Brexiters are now locked into an endless tricycling around three different modes of conduct. There’s the Pollyannaish naivety of ‘it will all get sorted out by German car makers’; the bullish aggression of ‘no deal’ Ultras; and the outraged self-pity of ‘punishment’. Sometimes all three modes are on display at the same time. What is never on display from the Brexiters is any kind of practical plan to deliver what they want. That is fundamentally because what they want is undeliverable – in essence, undiluted political nationalism as well as undiluted economic globalism – and secondarily because by refusing to recognize that impossibility they are unable to come up with some diluted version of it which, if not desirable, might at least be achievable.

The consequence of being trapped in this cycle, to which, as argued in my previous post, May’s government are now shackled is the paralysis seen this week with the Cabinet Brexit sub-committee (that ‘war cabinet’) again having failed to come up with a plan of action. There will apparently be an Awayday to discuss it again in a couple of weeks’ time. But until some basic realities are accepted – and more especially the incompatibilities in what Brexiters want is accepted – there will be no progress. An impossible question cannot be answered no matter how long you spend discussing it.

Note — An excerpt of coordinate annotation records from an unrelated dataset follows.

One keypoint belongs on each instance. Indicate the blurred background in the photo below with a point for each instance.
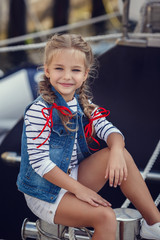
(128, 51)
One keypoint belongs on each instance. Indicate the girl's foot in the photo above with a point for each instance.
(150, 231)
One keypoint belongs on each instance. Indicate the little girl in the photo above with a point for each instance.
(61, 172)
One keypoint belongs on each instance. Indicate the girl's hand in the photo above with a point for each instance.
(87, 195)
(116, 170)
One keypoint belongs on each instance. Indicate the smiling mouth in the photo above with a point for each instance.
(66, 84)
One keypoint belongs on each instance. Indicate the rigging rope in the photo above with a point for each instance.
(59, 29)
(109, 37)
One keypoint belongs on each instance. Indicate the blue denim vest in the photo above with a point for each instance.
(61, 146)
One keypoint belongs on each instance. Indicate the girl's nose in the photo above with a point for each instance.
(67, 75)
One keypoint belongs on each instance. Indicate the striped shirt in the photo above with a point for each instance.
(39, 157)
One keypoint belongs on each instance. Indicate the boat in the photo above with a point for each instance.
(128, 81)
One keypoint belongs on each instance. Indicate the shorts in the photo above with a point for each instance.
(45, 210)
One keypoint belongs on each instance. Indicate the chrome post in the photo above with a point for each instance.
(125, 17)
(29, 230)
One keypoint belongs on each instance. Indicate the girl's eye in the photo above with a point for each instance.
(58, 68)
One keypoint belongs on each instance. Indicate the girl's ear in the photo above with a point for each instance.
(46, 71)
(86, 74)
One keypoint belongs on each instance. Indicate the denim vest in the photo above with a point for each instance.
(60, 145)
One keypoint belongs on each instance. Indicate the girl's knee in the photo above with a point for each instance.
(106, 218)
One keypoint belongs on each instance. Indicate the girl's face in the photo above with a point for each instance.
(67, 72)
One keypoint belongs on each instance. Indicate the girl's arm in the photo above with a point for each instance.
(61, 179)
(116, 170)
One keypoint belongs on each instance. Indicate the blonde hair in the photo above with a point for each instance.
(69, 41)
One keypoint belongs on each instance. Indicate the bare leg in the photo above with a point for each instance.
(137, 192)
(102, 219)
(134, 188)
(74, 212)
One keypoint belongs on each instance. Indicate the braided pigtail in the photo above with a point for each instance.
(46, 91)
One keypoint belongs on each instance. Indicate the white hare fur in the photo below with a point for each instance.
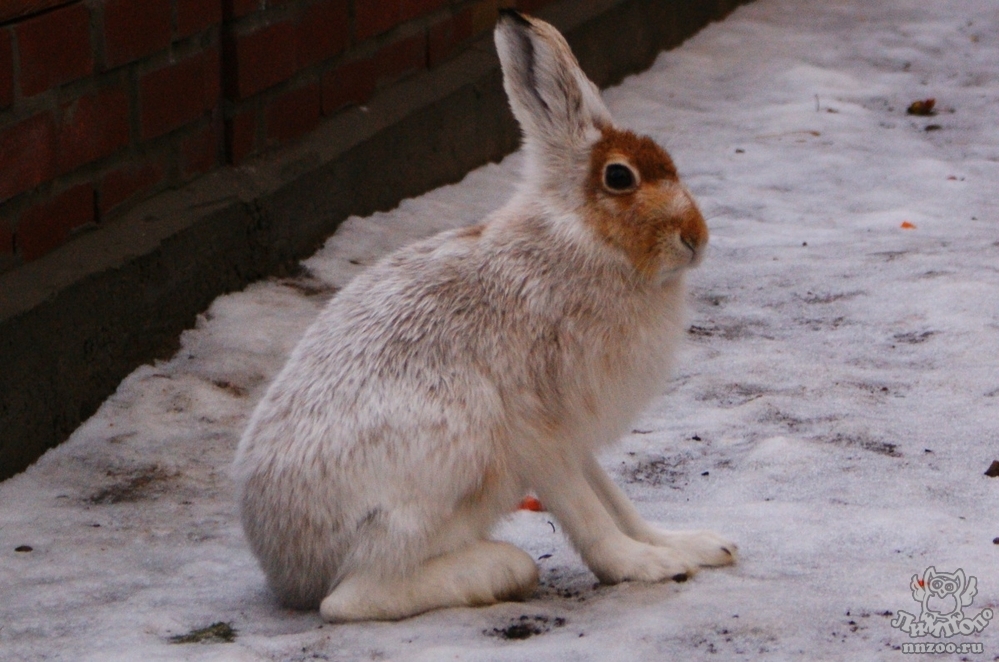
(465, 370)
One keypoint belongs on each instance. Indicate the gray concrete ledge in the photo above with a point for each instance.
(75, 323)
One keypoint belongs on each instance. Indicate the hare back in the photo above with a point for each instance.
(396, 429)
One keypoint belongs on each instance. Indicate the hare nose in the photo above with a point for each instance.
(693, 230)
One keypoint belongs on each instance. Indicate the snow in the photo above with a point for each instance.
(833, 411)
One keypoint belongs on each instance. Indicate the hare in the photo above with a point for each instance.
(460, 372)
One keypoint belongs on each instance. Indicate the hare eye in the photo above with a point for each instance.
(618, 177)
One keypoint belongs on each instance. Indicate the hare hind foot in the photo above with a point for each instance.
(484, 573)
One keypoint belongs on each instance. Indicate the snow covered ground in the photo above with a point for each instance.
(834, 409)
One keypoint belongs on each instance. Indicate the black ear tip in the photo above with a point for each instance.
(515, 16)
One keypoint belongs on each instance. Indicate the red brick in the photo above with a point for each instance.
(444, 37)
(135, 28)
(197, 15)
(119, 185)
(200, 151)
(372, 17)
(6, 70)
(354, 83)
(293, 114)
(54, 48)
(240, 136)
(261, 60)
(237, 8)
(401, 57)
(26, 155)
(410, 9)
(176, 95)
(47, 226)
(92, 127)
(6, 240)
(323, 31)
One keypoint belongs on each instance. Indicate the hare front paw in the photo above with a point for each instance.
(629, 560)
(704, 548)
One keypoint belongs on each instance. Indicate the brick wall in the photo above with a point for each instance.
(104, 103)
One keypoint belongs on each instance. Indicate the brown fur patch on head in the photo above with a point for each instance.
(651, 160)
(642, 221)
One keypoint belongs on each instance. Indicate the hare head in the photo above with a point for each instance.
(623, 186)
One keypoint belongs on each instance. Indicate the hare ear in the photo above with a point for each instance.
(552, 99)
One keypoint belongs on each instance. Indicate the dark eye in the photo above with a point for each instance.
(618, 177)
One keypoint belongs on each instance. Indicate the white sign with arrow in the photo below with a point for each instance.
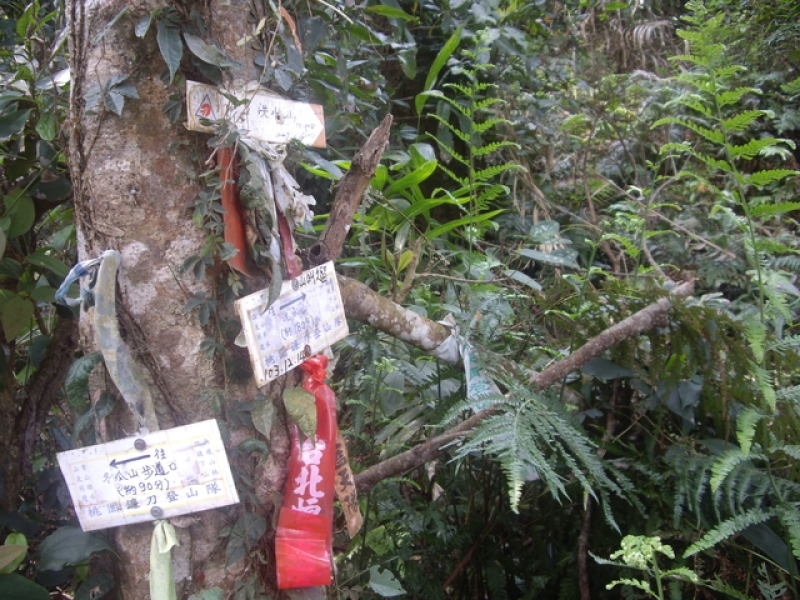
(143, 478)
(261, 115)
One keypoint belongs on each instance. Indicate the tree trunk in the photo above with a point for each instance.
(132, 186)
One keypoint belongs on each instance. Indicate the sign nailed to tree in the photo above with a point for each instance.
(144, 478)
(306, 318)
(262, 115)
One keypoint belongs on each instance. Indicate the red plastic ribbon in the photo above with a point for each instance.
(304, 535)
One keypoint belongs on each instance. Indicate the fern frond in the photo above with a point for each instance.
(789, 516)
(789, 394)
(494, 147)
(712, 135)
(742, 120)
(462, 135)
(770, 210)
(751, 149)
(729, 528)
(724, 465)
(491, 172)
(746, 423)
(728, 97)
(756, 335)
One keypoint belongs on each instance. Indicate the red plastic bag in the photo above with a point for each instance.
(304, 535)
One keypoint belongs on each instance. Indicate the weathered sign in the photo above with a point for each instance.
(306, 318)
(262, 115)
(143, 478)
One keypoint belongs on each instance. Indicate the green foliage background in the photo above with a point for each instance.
(553, 168)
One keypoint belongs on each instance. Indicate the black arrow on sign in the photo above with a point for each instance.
(298, 299)
(116, 463)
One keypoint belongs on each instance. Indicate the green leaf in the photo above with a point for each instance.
(383, 583)
(246, 532)
(761, 178)
(606, 370)
(563, 257)
(17, 587)
(68, 546)
(263, 415)
(208, 53)
(441, 60)
(77, 380)
(109, 25)
(16, 317)
(469, 220)
(41, 259)
(21, 210)
(302, 408)
(143, 25)
(13, 123)
(171, 47)
(742, 120)
(11, 556)
(416, 177)
(46, 127)
(390, 12)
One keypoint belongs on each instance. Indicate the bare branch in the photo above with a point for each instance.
(637, 323)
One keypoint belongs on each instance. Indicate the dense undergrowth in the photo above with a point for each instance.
(554, 167)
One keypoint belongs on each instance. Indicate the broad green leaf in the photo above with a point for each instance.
(46, 127)
(524, 279)
(22, 213)
(263, 414)
(17, 587)
(390, 12)
(384, 583)
(143, 25)
(77, 380)
(206, 52)
(68, 546)
(109, 25)
(11, 556)
(302, 408)
(13, 123)
(441, 60)
(404, 260)
(563, 257)
(16, 317)
(41, 259)
(246, 532)
(95, 587)
(411, 179)
(171, 47)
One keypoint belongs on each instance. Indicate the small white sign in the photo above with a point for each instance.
(144, 478)
(306, 318)
(264, 116)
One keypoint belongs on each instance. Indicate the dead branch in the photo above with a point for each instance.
(348, 196)
(637, 323)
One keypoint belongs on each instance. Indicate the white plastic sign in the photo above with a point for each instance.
(143, 478)
(307, 317)
(262, 116)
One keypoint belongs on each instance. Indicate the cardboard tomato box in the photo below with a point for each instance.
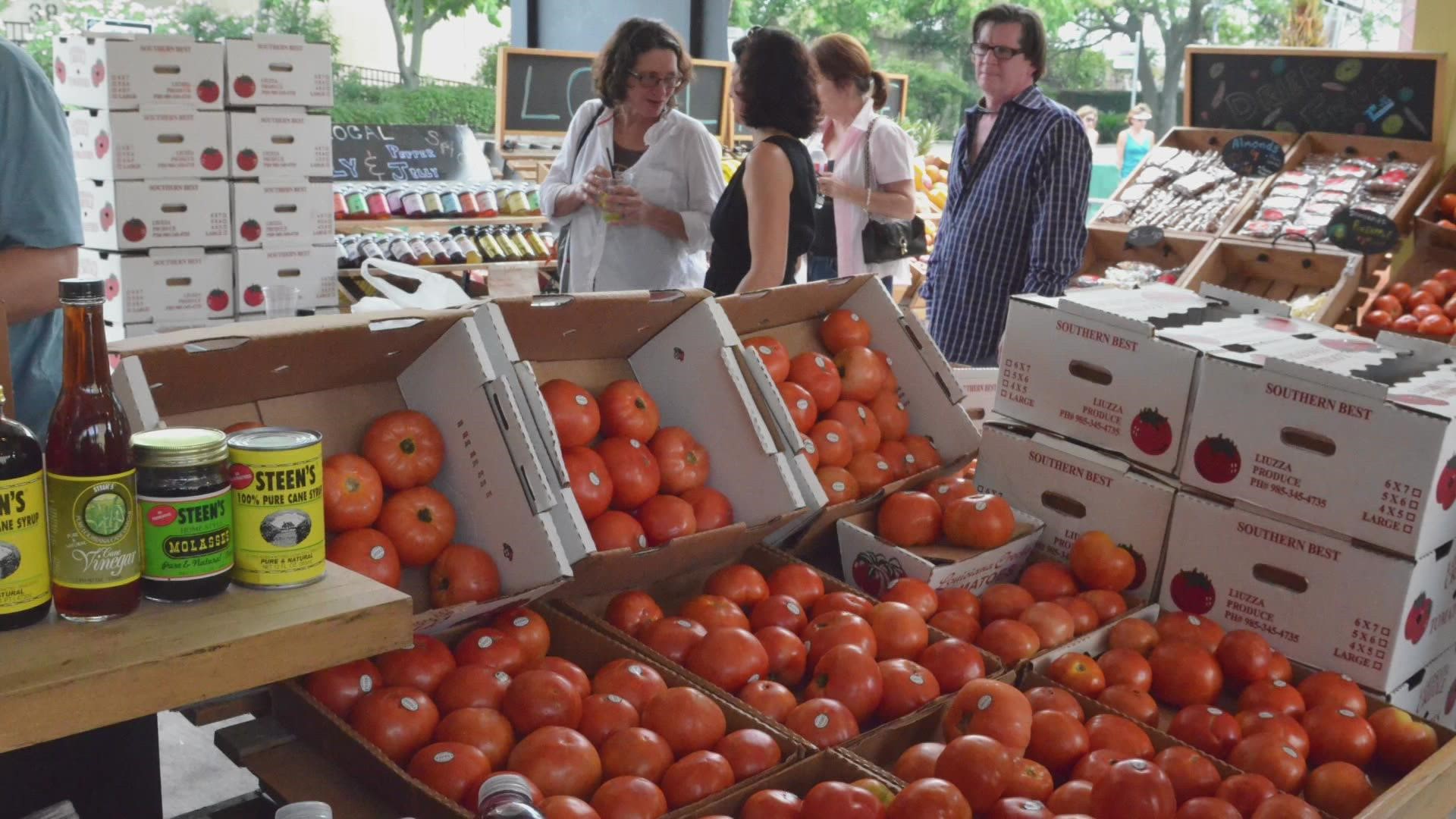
(158, 142)
(166, 213)
(1078, 490)
(162, 286)
(281, 210)
(310, 268)
(278, 69)
(679, 347)
(278, 142)
(1332, 428)
(124, 72)
(1320, 598)
(928, 387)
(338, 375)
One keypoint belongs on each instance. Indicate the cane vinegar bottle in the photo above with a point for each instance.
(91, 480)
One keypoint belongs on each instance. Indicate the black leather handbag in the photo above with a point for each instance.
(892, 240)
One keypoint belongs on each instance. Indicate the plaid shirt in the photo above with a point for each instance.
(1014, 222)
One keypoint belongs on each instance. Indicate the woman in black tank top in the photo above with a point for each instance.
(764, 219)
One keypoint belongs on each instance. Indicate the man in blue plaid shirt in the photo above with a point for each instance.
(1015, 218)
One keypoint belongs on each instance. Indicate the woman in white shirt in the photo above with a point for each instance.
(641, 232)
(851, 93)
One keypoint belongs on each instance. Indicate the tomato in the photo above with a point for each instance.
(1100, 563)
(893, 417)
(1049, 580)
(635, 475)
(992, 708)
(353, 493)
(369, 553)
(1079, 672)
(952, 664)
(1401, 742)
(929, 799)
(666, 518)
(1245, 657)
(843, 328)
(463, 575)
(1052, 698)
(1134, 789)
(405, 447)
(637, 752)
(422, 665)
(909, 519)
(1340, 789)
(1338, 735)
(977, 765)
(769, 698)
(398, 720)
(1052, 623)
(1282, 725)
(560, 761)
(715, 613)
(772, 353)
(711, 509)
(788, 654)
(1134, 634)
(1193, 629)
(1057, 741)
(1266, 754)
(918, 761)
(419, 522)
(748, 752)
(1184, 675)
(1331, 689)
(686, 719)
(673, 637)
(617, 531)
(338, 689)
(1209, 729)
(801, 406)
(590, 482)
(728, 657)
(1138, 704)
(819, 375)
(1273, 695)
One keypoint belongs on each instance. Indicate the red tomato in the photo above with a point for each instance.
(340, 687)
(398, 720)
(590, 482)
(573, 411)
(635, 475)
(353, 493)
(422, 665)
(369, 553)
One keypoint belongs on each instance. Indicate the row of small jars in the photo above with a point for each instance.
(460, 245)
(450, 200)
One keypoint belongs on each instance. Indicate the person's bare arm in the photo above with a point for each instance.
(28, 279)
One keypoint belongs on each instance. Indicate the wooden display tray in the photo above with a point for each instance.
(63, 678)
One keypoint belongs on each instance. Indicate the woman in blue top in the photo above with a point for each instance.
(1134, 142)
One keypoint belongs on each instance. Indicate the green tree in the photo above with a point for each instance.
(413, 18)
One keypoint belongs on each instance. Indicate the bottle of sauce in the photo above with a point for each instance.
(25, 561)
(91, 480)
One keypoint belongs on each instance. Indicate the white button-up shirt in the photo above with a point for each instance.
(680, 171)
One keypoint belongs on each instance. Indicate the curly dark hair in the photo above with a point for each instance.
(632, 39)
(775, 77)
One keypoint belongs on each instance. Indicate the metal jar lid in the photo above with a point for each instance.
(180, 447)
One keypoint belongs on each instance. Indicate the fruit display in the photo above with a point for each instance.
(637, 483)
(574, 716)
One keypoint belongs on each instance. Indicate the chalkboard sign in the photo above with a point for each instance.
(405, 153)
(538, 93)
(1381, 93)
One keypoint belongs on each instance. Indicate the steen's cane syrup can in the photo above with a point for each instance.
(277, 507)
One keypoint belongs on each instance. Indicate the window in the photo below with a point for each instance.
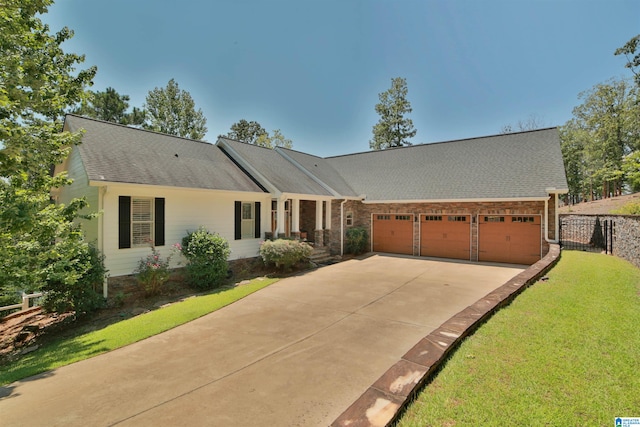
(349, 219)
(247, 220)
(493, 219)
(140, 221)
(522, 219)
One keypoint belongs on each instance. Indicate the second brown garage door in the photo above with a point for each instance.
(393, 233)
(445, 236)
(514, 239)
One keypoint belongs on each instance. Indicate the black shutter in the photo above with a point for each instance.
(238, 221)
(257, 220)
(124, 222)
(159, 222)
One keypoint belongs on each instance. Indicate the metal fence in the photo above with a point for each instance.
(587, 233)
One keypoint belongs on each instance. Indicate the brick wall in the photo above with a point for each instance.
(362, 214)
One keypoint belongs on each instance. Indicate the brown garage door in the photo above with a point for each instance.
(393, 233)
(445, 236)
(513, 239)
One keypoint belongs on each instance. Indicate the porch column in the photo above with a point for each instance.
(327, 224)
(295, 218)
(280, 226)
(295, 215)
(319, 233)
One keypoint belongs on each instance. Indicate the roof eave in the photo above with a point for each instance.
(475, 200)
(100, 183)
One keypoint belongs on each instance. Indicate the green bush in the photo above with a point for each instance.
(284, 253)
(356, 240)
(82, 295)
(206, 255)
(153, 272)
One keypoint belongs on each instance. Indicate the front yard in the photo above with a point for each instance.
(565, 352)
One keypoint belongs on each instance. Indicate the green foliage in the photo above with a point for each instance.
(67, 350)
(153, 272)
(82, 296)
(171, 110)
(206, 255)
(631, 169)
(604, 130)
(564, 353)
(356, 240)
(246, 131)
(253, 133)
(284, 253)
(110, 106)
(631, 50)
(393, 129)
(628, 209)
(40, 246)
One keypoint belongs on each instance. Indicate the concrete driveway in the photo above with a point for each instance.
(297, 353)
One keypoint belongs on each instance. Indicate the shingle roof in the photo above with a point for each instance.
(277, 170)
(519, 165)
(322, 170)
(116, 153)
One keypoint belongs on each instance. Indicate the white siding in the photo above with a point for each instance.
(80, 188)
(185, 210)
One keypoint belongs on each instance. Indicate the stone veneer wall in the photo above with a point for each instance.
(363, 212)
(626, 234)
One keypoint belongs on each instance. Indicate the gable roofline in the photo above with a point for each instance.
(239, 161)
(304, 170)
(112, 152)
(135, 128)
(408, 147)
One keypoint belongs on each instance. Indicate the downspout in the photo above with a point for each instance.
(342, 226)
(101, 193)
(555, 220)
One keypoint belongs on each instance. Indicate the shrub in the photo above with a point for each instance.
(356, 240)
(284, 253)
(82, 295)
(207, 255)
(153, 272)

In any case time is what we do not have. Whilst Brexiters keep going through the same old loops the rest of the world is trying, as forcefully as it can, to get them to realise this. Michel Barnier professes himself mystified that Britain will not make (and apparently doesn’t understand) the choices it needs to make. This is the nearest that diplomacy-speak can come to telling the government of another country that it appears to have gone completely round the twist. Meanwhile, the Japanese Ambassador, following a meeting of Japanese businesses with May and others ministers, warns: “if there is no profitability of continuing operation in the UK – not Japanese only – no company can continue operations. So it’s as simple as that. This is all high stakes that I think all of us need to keep in mind”. In diplomacy-speak that means not only do you seem to have gone completely round the twist, but also that if you don’t come to your senses soon your economy is going to go down the toilet.

The whole situation is beginning to resemble the plot of William Golding’s Lord of the Flies, with Jack being the Brexit Ultras, the mythical Beast being the EU, Ralph being, perhaps, Theresa May, and the Conch being the Referendum result. Remainers play the role of Simon, whilst the British people have to be cast as poor old Piggy. Alas, there seems as yet to be no one to take the part of the adult who arrives to rescue the children and chide them for their un-British, brutal behaviour.